# boots with narrow heels???



## Milo303 (Apr 6, 2009)

Might give the Nike and Celsius boots a shot as well as Salomon and DC


----------



## LTshredTN (Apr 14, 2009)

Milo303 said:


> Might give the Nike and Celsius boots a shot as well as Salomon and DC


thanks, i hope to be able to try on alot of boots this fall when my local shop gets in some, i just hate buying boots online then trying them, end up returning 5 pairs my luck! lol


----------



## Milo303 (Apr 6, 2009)

Ya you have the right idea by trying on a bunch of pairs first. Boots are the single most important item of your entire setup


----------



## NWBoarder (Jan 10, 2010)

My DC Scouts have a nice tight heel. I know it's different for everyone, but it's worth looking into.


----------



## linvillegorge (Jul 6, 2009)

I have a very narrow heel too and Salomon F22s are the only boots I've come across that fit and even with those I have to throw some J bars in after about 10 days riding.


----------



## buggravy (Feb 19, 2008)

Salomon has been the only brand I've found that really holds my heel in well. They've got a narrow heel, and also a material just in the heel that's soft, but also very clingy that helps as well. 32 Lashed were fairly narrow in the heel, but not as much as the Salomons I tried.


----------



## Guest (Jul 26, 2010)

DC's have narrow heels and sometimes K2's do...


----------



## LTshredTN (Apr 14, 2009)

thanks guys, i know my shop here carries, DC,32,and celsius but im hoping to try on all these thats been suggested...hoping to find some salomon F20 or F22's


----------



## snowvols (Apr 16, 2008)

In Knoxville I believe Ralph Lonz carries Salomon boots. That is if your close to Knoxville?


----------



## Fash27 (Jul 27, 2010)

i have the same problem. i have yet to find a boot that holds my heel down. ive been told that i have a slightly wide foot which causes there to be extra room in the heel area? 32s have the best heel hold but have to switch because they were just too roomy and wide up front. the salomon dialogues i bought last year were a dream when i first got them but that all went down hill after some time. i ride strictly park so i dont want something as stiff as the f22s


----------



## LTshredTN (Apr 14, 2009)

snowvols said:


> In Knoxville I believe Ralph Lonz carries Salomon boots. That is if your close to Knoxville?

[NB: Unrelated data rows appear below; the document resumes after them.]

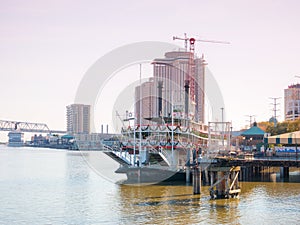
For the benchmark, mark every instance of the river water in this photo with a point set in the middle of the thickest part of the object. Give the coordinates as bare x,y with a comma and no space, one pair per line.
43,186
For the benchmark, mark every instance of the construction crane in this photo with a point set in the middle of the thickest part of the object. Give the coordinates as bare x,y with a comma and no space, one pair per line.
193,40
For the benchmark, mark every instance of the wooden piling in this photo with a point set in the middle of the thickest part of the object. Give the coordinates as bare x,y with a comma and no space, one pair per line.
226,185
196,180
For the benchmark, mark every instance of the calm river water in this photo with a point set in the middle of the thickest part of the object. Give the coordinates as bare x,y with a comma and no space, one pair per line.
42,186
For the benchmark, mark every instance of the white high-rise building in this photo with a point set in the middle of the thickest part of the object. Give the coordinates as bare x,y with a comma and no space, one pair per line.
292,102
78,119
178,80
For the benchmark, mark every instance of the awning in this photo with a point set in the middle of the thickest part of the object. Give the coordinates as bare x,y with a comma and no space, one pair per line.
286,138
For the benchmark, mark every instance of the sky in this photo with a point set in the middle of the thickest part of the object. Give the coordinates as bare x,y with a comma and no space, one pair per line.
46,47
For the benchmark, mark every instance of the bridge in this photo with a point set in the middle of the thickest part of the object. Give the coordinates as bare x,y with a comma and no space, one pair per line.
6,125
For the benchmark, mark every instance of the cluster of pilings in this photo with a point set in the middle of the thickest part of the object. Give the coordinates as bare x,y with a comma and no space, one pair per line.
223,181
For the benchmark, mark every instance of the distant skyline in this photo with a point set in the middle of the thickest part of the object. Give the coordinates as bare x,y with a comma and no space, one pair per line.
47,46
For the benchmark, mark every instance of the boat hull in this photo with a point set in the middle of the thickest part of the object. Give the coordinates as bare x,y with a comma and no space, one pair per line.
151,175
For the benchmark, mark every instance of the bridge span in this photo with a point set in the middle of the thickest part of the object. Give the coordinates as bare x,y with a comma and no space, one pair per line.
6,125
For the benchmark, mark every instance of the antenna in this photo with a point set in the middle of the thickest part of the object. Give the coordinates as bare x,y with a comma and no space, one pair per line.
193,40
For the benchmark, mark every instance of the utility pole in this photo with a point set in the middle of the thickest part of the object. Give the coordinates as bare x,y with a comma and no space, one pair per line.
275,104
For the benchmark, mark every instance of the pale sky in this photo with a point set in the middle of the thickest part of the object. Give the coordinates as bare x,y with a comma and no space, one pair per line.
47,46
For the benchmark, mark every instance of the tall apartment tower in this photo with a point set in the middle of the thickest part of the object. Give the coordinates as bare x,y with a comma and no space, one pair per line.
181,77
178,81
78,119
292,102
144,100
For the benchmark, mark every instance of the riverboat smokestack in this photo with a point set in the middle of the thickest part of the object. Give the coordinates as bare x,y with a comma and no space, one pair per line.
160,86
186,95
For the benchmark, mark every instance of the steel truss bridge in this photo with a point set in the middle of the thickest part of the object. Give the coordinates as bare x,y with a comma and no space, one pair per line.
6,125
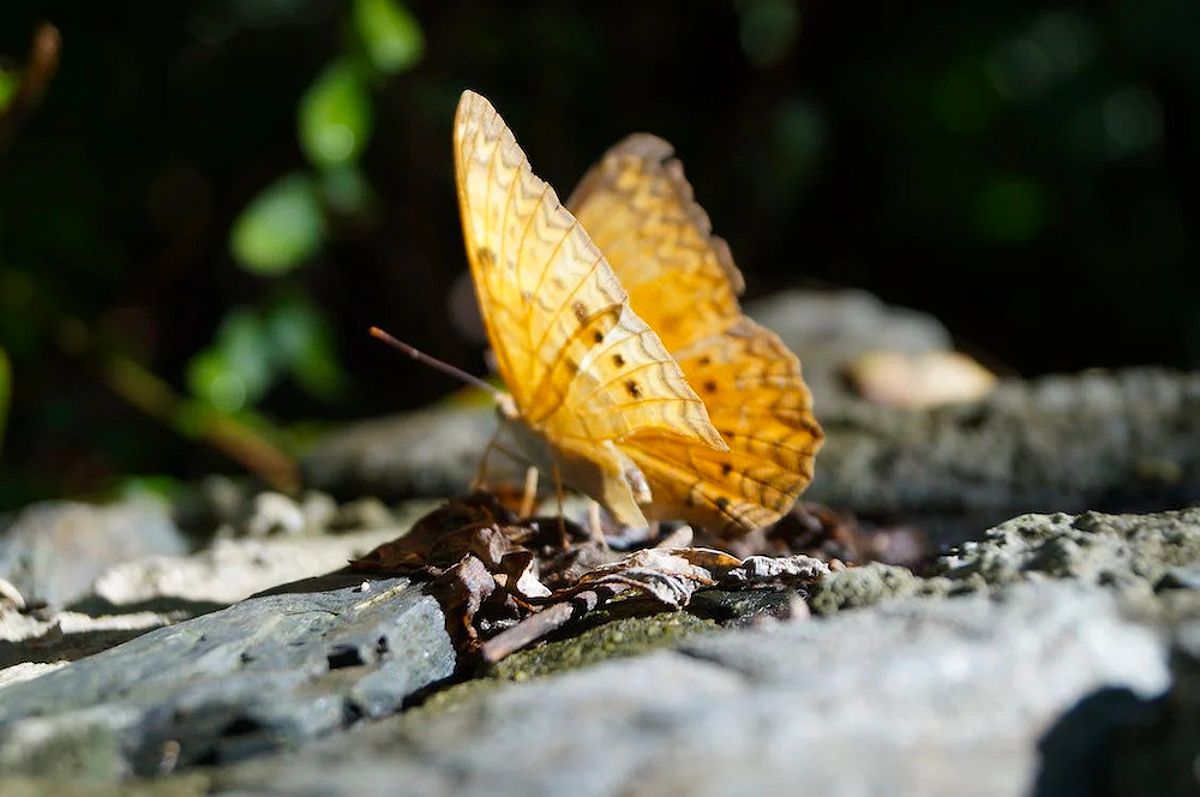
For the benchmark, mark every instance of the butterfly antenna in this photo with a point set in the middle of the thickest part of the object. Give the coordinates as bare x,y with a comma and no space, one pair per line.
435,363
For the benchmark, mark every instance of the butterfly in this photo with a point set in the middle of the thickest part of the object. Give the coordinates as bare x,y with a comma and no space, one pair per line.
605,319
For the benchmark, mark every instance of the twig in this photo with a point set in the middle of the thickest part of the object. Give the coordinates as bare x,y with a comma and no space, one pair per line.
529,630
151,395
43,63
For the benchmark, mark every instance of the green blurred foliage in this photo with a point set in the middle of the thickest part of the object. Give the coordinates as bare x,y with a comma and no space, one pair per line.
390,35
10,81
335,117
226,193
5,393
281,228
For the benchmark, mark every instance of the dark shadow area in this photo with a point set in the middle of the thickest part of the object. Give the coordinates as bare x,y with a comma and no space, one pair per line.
54,646
181,607
1080,753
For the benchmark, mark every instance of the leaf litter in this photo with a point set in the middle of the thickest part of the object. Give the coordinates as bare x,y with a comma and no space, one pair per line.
505,582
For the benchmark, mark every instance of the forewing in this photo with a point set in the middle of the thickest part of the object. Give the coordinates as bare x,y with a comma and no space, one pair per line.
556,315
639,209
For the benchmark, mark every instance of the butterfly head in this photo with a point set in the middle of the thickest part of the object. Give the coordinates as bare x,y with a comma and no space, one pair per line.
507,408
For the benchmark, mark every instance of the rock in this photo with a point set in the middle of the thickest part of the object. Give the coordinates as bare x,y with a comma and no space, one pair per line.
271,513
827,329
918,696
1123,439
1115,742
319,511
53,551
1127,439
361,513
136,597
1133,555
270,671
227,571
1128,552
924,379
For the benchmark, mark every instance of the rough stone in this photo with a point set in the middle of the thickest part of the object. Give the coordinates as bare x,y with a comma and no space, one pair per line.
1133,555
917,696
1126,439
828,329
427,453
53,551
132,598
270,671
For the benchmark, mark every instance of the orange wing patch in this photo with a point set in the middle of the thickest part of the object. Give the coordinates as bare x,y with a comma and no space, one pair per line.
640,210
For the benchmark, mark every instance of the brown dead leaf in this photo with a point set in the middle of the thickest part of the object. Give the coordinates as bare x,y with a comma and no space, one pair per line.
505,583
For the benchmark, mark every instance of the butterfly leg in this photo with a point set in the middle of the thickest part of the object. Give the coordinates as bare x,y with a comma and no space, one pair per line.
531,492
558,495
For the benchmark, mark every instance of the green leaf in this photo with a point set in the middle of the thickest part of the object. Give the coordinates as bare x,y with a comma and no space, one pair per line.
10,81
239,367
5,391
281,228
305,346
1012,209
390,34
346,190
211,378
335,117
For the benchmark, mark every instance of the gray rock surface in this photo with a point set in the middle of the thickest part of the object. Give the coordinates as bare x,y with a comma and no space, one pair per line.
1127,439
53,551
829,328
1133,555
919,696
132,598
268,672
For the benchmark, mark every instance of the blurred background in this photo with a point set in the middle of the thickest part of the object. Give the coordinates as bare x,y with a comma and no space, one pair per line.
203,205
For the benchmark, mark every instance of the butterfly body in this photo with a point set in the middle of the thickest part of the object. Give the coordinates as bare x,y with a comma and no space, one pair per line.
597,395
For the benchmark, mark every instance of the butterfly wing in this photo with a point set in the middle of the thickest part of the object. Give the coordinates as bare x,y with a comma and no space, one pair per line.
640,210
583,369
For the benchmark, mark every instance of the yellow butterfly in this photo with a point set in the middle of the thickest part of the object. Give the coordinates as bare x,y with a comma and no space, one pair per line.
598,396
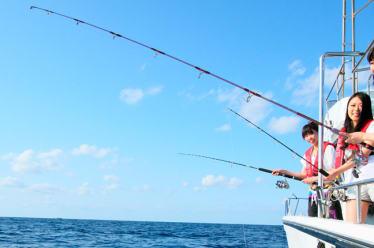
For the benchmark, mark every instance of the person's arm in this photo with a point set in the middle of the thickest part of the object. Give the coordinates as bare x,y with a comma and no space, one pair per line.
301,174
336,172
358,137
328,164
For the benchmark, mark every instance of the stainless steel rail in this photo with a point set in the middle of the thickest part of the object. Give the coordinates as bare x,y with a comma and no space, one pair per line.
358,193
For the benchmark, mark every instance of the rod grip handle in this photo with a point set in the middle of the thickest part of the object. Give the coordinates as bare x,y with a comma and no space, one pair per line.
323,172
265,170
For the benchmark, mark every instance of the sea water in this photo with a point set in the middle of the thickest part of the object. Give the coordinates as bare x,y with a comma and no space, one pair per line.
35,232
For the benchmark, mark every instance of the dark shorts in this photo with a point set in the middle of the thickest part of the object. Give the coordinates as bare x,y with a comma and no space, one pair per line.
335,210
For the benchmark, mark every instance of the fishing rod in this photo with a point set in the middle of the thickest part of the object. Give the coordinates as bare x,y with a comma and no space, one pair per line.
244,165
201,70
322,171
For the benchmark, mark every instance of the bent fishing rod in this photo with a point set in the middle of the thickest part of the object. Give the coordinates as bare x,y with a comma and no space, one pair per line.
244,165
322,171
201,70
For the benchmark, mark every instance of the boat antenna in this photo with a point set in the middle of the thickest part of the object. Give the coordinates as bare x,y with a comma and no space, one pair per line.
201,70
244,165
322,171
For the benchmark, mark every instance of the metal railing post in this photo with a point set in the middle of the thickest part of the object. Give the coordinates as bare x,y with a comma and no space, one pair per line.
358,203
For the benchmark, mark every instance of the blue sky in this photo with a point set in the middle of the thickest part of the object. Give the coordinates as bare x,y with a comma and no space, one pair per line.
91,126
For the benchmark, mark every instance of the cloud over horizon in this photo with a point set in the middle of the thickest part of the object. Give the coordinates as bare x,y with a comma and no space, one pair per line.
29,161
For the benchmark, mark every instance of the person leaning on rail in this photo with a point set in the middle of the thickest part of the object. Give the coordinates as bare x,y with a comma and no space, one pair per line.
357,163
310,169
359,137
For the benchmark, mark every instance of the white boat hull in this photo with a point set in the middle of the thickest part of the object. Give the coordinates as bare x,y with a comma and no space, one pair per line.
308,232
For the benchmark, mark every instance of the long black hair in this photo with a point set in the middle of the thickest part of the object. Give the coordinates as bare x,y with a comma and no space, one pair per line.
370,56
366,113
309,129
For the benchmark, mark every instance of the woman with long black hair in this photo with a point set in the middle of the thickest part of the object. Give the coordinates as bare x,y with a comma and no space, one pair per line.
359,118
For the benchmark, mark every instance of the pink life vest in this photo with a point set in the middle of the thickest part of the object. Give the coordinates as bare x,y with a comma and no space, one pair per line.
312,169
339,153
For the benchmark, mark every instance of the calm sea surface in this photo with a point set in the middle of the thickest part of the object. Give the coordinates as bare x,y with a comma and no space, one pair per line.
33,232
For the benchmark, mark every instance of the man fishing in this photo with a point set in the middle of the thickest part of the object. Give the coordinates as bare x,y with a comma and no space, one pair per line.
309,171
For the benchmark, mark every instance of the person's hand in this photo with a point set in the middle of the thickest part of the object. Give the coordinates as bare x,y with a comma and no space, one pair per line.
333,173
277,171
353,138
308,180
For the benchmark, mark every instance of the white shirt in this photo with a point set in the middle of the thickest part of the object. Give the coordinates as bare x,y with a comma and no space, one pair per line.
328,158
367,171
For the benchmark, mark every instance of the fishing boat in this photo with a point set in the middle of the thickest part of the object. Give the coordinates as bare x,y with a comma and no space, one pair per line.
303,231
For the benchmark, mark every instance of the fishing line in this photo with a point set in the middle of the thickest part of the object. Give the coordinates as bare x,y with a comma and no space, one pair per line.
322,171
201,70
244,165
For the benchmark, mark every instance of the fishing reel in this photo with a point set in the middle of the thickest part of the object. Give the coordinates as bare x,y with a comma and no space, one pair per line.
337,194
282,184
360,160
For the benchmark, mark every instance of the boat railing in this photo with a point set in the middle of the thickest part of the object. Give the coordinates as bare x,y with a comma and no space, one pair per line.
288,204
358,185
291,210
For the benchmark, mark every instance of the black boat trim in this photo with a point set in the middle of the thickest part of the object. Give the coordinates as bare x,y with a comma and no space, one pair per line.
338,240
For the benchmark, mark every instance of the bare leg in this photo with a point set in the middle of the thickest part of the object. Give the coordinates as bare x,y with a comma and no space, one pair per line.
351,211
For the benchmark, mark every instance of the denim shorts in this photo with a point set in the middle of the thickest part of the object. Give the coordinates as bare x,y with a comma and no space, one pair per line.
367,193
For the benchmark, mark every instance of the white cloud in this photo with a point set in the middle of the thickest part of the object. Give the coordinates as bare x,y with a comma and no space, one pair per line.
92,151
111,178
256,109
234,182
141,188
191,97
259,180
43,188
11,182
133,96
197,188
83,189
284,124
211,180
51,154
112,186
154,91
28,161
224,128
233,97
306,87
251,107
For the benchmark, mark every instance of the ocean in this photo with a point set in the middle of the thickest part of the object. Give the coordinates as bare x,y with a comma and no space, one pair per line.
36,232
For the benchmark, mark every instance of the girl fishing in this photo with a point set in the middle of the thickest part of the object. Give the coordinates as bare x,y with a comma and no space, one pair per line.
359,117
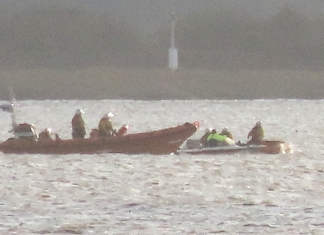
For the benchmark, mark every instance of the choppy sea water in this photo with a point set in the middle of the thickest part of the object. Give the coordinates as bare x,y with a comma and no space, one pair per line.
147,194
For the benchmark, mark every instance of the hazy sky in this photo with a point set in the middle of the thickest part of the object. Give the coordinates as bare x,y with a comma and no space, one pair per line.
151,14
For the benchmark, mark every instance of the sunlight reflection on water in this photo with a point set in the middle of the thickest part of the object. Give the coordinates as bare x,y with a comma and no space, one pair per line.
146,194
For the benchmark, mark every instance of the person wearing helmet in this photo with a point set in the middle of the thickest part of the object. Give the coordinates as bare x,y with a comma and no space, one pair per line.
45,135
256,134
203,139
215,140
105,126
226,133
78,126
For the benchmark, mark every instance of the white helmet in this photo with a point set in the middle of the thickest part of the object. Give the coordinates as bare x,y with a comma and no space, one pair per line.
225,129
108,115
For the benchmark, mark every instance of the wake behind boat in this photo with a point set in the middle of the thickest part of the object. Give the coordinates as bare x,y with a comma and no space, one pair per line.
194,147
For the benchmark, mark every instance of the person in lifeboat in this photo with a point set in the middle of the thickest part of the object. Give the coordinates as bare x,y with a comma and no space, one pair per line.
256,134
105,126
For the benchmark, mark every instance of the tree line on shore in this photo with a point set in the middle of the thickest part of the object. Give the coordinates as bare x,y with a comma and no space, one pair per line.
64,37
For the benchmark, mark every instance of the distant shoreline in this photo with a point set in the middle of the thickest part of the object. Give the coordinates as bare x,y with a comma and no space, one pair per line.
97,83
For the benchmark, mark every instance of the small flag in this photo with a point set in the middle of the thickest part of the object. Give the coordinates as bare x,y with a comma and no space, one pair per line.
7,107
197,124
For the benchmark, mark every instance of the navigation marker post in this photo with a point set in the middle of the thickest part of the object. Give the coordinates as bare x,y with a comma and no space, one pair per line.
173,52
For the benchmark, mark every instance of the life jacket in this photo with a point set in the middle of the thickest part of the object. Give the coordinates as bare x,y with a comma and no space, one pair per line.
216,136
122,131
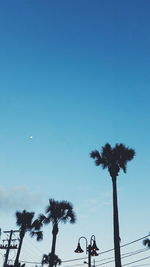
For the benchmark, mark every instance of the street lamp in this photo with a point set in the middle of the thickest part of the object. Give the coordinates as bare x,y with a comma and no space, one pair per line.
90,249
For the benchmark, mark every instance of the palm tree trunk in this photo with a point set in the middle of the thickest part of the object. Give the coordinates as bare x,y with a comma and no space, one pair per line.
116,224
54,233
19,250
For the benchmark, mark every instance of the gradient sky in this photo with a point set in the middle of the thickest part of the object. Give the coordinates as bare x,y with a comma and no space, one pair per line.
74,75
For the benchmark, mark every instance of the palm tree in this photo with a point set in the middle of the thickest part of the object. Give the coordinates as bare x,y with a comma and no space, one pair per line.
146,242
114,159
57,211
47,259
26,224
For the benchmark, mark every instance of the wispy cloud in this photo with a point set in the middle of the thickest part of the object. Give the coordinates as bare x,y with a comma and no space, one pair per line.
19,198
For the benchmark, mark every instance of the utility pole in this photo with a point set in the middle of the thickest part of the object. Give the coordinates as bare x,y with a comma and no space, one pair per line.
8,247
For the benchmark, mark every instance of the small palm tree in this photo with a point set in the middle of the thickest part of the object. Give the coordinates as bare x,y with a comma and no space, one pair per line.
57,212
26,224
146,242
114,159
47,259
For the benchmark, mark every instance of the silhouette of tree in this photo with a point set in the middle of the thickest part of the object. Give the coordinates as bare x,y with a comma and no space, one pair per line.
57,212
114,159
146,242
47,259
26,223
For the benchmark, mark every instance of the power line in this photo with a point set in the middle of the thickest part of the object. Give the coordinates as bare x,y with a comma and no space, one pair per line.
136,261
103,253
110,249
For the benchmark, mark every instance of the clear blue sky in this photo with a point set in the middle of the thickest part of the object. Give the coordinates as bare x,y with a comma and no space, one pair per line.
74,75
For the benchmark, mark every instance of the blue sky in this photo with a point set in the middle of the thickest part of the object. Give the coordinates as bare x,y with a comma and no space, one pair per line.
74,75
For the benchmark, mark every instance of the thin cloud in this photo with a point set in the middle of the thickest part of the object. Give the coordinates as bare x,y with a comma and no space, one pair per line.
19,198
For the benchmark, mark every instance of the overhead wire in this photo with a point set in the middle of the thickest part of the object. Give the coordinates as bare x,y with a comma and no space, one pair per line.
131,254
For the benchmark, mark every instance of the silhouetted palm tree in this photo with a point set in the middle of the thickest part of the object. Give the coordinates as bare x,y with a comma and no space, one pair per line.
26,223
47,259
146,242
58,211
114,159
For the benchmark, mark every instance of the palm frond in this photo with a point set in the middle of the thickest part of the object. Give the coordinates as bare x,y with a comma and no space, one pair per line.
146,242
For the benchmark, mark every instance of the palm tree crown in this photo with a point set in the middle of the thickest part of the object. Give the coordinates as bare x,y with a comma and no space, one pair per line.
26,223
113,158
58,211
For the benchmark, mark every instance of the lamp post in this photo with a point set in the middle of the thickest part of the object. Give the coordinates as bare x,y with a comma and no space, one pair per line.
90,249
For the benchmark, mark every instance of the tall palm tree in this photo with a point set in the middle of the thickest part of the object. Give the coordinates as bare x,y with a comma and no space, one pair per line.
27,224
146,242
57,211
114,159
47,258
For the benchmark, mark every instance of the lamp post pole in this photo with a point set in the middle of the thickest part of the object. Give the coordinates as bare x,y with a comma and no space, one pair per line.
90,249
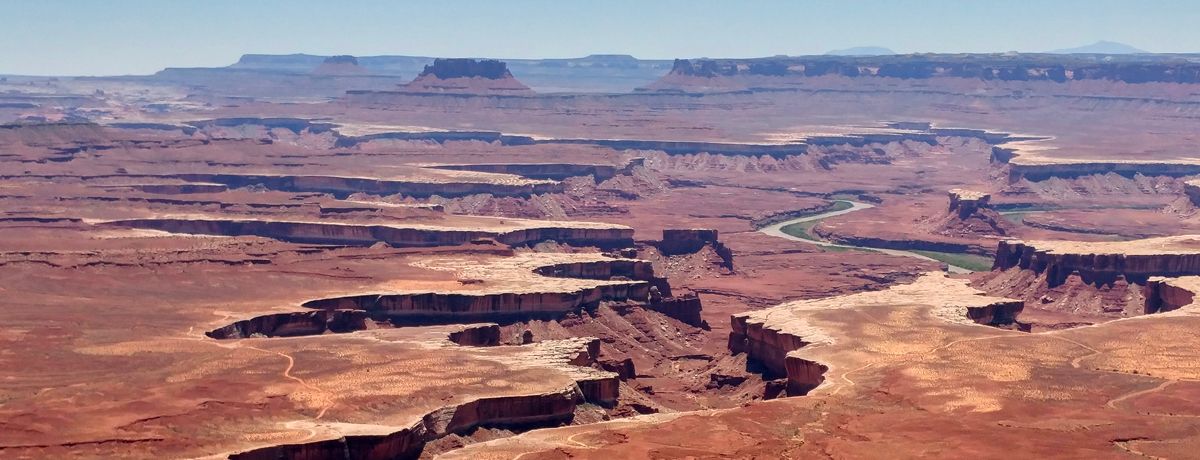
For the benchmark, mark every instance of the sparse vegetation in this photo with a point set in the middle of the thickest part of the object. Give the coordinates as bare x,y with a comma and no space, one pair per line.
967,261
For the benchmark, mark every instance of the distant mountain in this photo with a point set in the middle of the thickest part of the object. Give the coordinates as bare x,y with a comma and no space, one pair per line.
862,52
1101,47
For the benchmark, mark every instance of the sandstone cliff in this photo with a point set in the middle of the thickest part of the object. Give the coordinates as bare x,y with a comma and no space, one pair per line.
1103,263
689,75
970,214
420,236
340,66
467,76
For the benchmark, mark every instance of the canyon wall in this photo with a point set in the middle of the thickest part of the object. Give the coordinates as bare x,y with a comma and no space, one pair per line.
369,234
1021,67
1192,189
505,412
1095,266
431,308
347,185
1167,294
294,323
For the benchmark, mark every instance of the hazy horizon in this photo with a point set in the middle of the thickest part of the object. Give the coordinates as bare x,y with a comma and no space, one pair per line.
139,36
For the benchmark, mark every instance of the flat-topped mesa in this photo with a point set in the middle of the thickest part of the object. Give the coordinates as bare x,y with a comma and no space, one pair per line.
967,202
571,357
514,233
1192,189
1170,293
419,187
690,240
970,214
1103,262
1003,67
792,340
340,65
467,76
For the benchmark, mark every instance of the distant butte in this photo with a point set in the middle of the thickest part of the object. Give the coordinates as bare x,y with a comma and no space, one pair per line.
467,76
341,65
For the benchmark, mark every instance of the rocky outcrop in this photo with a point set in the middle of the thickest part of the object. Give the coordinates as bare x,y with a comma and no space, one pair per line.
1002,67
505,306
477,335
966,202
690,240
467,76
970,214
631,269
1169,293
766,346
1035,169
347,185
685,240
513,412
295,323
803,375
999,314
447,69
772,348
340,66
541,171
684,308
897,244
1103,263
1192,189
180,189
369,234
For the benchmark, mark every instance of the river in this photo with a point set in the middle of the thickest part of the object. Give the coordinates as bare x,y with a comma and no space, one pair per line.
777,230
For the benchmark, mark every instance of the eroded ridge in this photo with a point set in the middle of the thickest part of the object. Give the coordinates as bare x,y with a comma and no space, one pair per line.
419,233
787,341
525,286
1103,262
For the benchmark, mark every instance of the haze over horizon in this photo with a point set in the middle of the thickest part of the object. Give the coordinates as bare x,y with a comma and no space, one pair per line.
141,36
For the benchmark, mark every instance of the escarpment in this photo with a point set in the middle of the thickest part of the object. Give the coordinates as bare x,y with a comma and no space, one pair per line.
995,67
970,214
340,65
467,76
514,412
690,240
1103,263
294,323
1192,189
792,340
541,171
425,308
1170,293
365,234
413,187
1033,168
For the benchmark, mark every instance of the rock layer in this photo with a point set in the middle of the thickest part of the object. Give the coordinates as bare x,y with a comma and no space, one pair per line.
1102,263
395,236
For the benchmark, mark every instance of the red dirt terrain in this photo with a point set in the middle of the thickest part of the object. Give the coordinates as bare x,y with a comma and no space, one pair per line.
747,258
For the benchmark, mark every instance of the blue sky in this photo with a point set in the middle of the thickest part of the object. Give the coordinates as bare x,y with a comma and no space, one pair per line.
142,36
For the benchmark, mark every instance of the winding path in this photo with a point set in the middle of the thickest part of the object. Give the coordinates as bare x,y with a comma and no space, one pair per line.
777,230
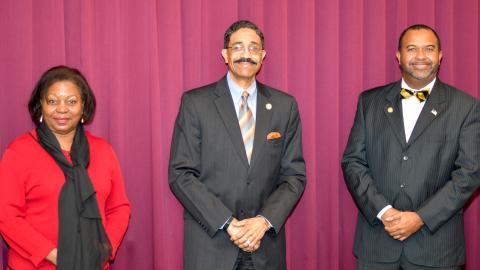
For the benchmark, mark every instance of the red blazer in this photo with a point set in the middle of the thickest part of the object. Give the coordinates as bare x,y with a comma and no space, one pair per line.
30,184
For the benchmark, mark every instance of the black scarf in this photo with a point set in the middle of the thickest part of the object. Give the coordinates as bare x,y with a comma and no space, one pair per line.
82,241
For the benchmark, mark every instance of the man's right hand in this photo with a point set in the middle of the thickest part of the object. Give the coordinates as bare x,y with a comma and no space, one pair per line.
390,217
237,230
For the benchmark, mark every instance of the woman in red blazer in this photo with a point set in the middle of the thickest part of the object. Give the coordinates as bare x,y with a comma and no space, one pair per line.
62,198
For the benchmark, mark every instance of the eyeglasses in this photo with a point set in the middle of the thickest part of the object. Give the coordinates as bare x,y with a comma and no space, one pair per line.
252,48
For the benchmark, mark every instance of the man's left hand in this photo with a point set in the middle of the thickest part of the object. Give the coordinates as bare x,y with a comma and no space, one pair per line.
255,229
407,224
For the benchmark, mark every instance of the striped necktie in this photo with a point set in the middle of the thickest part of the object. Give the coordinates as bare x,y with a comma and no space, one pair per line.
247,125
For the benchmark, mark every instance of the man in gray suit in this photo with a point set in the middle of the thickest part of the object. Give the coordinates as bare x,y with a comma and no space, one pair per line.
412,162
236,163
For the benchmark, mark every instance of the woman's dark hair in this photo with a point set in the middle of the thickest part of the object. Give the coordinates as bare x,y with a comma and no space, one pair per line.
57,74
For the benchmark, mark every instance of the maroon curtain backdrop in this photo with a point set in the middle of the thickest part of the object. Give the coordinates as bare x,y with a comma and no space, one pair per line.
139,56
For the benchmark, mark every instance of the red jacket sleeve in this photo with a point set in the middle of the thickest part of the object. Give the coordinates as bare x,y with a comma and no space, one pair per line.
117,207
15,229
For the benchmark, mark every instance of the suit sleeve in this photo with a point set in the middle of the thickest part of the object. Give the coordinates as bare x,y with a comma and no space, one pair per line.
465,178
184,171
117,207
15,229
292,175
356,172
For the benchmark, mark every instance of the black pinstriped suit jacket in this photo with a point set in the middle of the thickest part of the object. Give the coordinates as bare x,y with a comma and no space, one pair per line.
210,175
434,174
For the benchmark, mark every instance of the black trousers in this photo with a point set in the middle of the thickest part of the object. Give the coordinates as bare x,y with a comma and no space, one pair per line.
401,264
244,261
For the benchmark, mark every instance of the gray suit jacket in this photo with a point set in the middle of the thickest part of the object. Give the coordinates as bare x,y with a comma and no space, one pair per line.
434,174
210,175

thanks, yeah im about 1hr 20min. from knoxville.... whats the name of the shop and where? i remember seeing "the board shop" there somewhere i think


----------



## snowvols (Apr 16, 2008)

The board room is on Kingston Pike close to Beardon Hills. Ralph Lonz is off Ray Mears Blvd. Home Page

Their page is garbage but it is a decent shop. The board room doesnt have Salomon but the owner Nathan is super cool and when I lived in Knoxville thats where I always went. It's a cool shop just to hang out in.


----------



## linvillegorge (Jul 6, 2009)

Fash27 said:


> i dont want something as stiff as the f22s


The F22s are pretty stiff out of the box, but man they break in nice. I've got about 70 days on mine now and they're about perfect. I think I'll probably get 150 days out of these boots. When they do wear out, I have another pair in the closet still in the box! What I may do this upcoming season is use my broken in ones as my freestyle boot and the new ones as my freeride boot.

Look into the F20s. I think they have a similar fit, but are softer out of the box.


----------



## Fash27 (Jul 27, 2010)

linvillegorge said:


> Look into the F20s. I think they have a similar fit, but are softer out of the box.


good stufd man, ill deff have to look into them this year. thanks.


----------



## LTshredTN (Apr 14, 2009)

thanks for the info everyone...guess ill be lookin for some salomon 
F22s & F20s and maybe some DC's to try on this fall


----------